口利き屋
普通の口利き屋と言うのは何らかの専門性を持っているものだ。侍従の紹介を得意とする口利き屋であれば、客の相手は小貴族から少し成り上がった大店未満の店辺りになるだろうし、抱えは大貴族やらを引退した老侍従や、上が辞めそうに無いので他へ流れたい者とかになる。傭兵やら護衛の場合は、軍を上りの者とかを身の危険がある人達に紹介することになる。

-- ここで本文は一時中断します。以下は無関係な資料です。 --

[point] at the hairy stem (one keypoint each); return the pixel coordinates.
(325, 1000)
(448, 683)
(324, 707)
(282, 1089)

そういう口利き屋は、店など持つ必要がない場合が多い。どこかの家の客間と客間を渡り歩けばそれで商売が成立するからだ。本当の大手になれば他の店と同じように大通りに店を構えて帳場でどんと座っていればいい。だがこの商売では店構えが立派かどうかなどと言うのはあまり重要視されない。この商売でもっとも重要な事は信頼だからだ。それは店構えのようなものでは測ることが出来ない。

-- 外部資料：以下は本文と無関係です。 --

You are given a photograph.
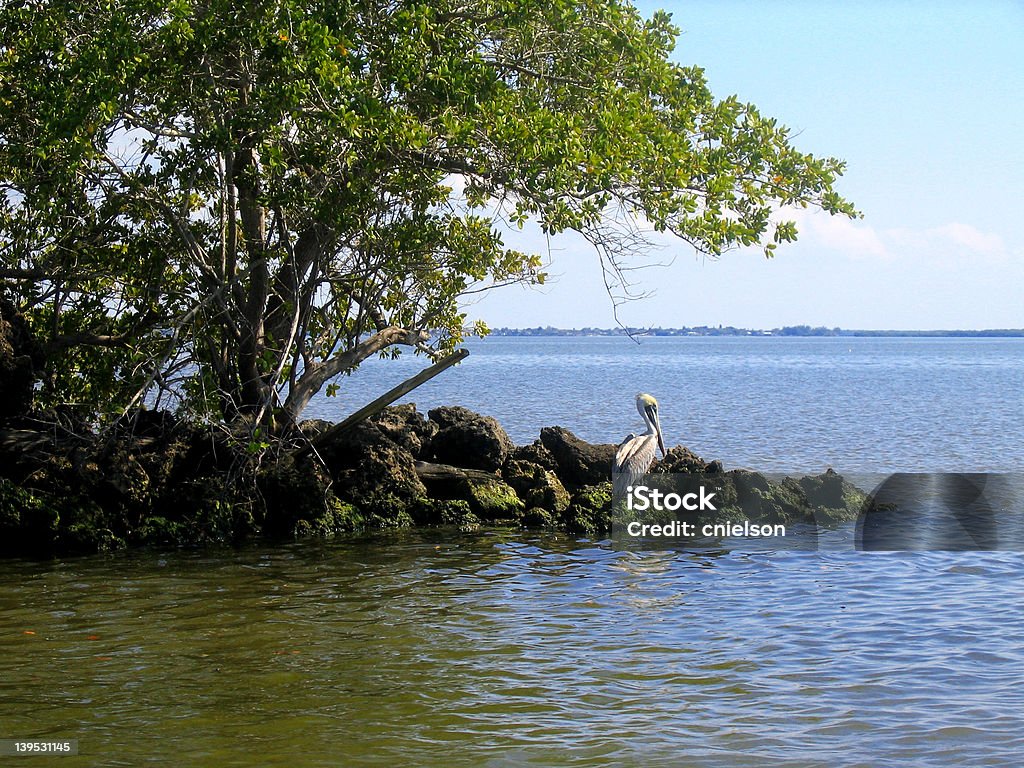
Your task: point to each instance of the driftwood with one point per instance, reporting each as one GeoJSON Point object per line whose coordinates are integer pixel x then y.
{"type": "Point", "coordinates": [429, 472]}
{"type": "Point", "coordinates": [374, 408]}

でも世の中は広いようでいて狭い。ある種の職業で何かやらかしたり、雇う側にも色々と事情があったりすると、そういった専門性の高い普通の口利き屋を使うのは色々と都合が悪い人達も一定数存在する。その人達にとっては、うちのような裏通り、しかも一見するとそれが何かの店なのかどうかすら分からない店構えをしているところが必要になってくる。そしてうちのようなところは普通の口利き屋の信条である『信頼』も大事だがそれ以上に『口が堅い』ことがなにより重要だ。何せ雇う側も雇われたい側も色々と込み入った事情があるのだから。
そして、これはあまり知られてないことだが、うちのような裏通りの口利き屋にとっては実は『記憶力』と言うのもとても重要だ。なぜなら裏通りの口利き屋は決して帳簿のようなものはつけたりはしない。それをつけたら最後、口が固いなんてはとても言えなくなるからだ。誰かに盗み見されたり盗まれたりしたらその時点で全てがお終いになる。だから受取も払いも全ては口約束だ。その全ての契約を頭の中に寸分たがわずに覚えておく必要がある。全ては私の頭の中という事だ。

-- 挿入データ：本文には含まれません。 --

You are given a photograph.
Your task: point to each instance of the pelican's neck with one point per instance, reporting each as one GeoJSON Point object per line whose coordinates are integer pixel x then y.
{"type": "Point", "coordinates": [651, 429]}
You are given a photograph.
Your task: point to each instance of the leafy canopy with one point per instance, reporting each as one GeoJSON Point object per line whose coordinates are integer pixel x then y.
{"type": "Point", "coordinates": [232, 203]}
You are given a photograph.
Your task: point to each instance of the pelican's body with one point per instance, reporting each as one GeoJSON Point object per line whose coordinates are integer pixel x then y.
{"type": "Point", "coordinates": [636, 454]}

残念ながらうちの店は千客万来で繁盛しているとはいいがたい。だがそれでもこの少しばかり坂がきつい裏通りで細々と商いをやらせてもらっている。それはそれで私にとっては丁度いい塩梅だった。もしここにひっきりなしに客が来るようなら私の頭ではそれを全て覚えておくことなど出来ないだろうし、うちが繁盛するという事は世の中が何やらきな臭くなっている事と同義だからだ。
戦もどこかの家のお家騒動の噂も聞こえてこないこの頃はうちは大層暇だった。午前中に遠慮なく扉をがりがりとひっかいてくる猫、いつのまにやら子猫を4匹ばかりつれている斑の『のら』に朝飯をおごってやった後はただ日差しが昇って落ちていく気配を店の帳場の中でぼんやりと感じているだけだった。こう暇だと少ない抱えのやくざ連中は何でもいいから仕事をくれと言って押しかけてくるかもしれない。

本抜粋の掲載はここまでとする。